# The “slab model”#

Possibly the most common approach to simulating model reflectometry data for comparison with, and refinement against, experimental data is the **slab model**.
This is called the slab model as we describe the system as a series of slabs, with particular **thickness** and **scattering length density**.
In this section, we will describe a typical slab model construction before going on to discuss some nuances of the model and how the reflectometry is calculated in later sections.

An example of such a slab model is shown in Fig. 3 below. This slab model consists of two layers, with thicknesses of \(d_1\) and \(d_2\) and scattering length densities of \(\beta_1\) and \(\beta_2\). The scattering length density is a measure of how much the given material will scatter the incident neutron. As we will see in A case for model reparameterisation, these parameters can be defined in terms of our chemical and physical understanding of the system.

In Fourier transforms for reflectometry analysis, it was introduced that the first derivative of the scattering length density profile, i.e. the difference in scattering length density as a function of \(z\), was fundamental to the modelling of reflectivity. The importance of this is not lost in the slab models, where the model reflectometry data depends on the ratio between the scattering length densities in two layers.
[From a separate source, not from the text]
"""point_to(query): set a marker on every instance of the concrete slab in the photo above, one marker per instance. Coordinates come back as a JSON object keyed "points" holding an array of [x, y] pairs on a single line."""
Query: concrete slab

The reflectometry calculation from a slab model involves considering the reflection and refraction of the neutron wave at each interface. How much the wave is refracted at each interface depends on the ratio of the scattering length densities.

Fig. 4 shows how the neutron wave propagates through the slab model in reflection geometry. Hopefully, it is clear how this would lead to constructive and destructive interference could be observed in this system by some detector that measures the reflected waves. It is this interference pattern that we measure when we measure the reflectometry profile, however, obviously real experimental systems are less ordered.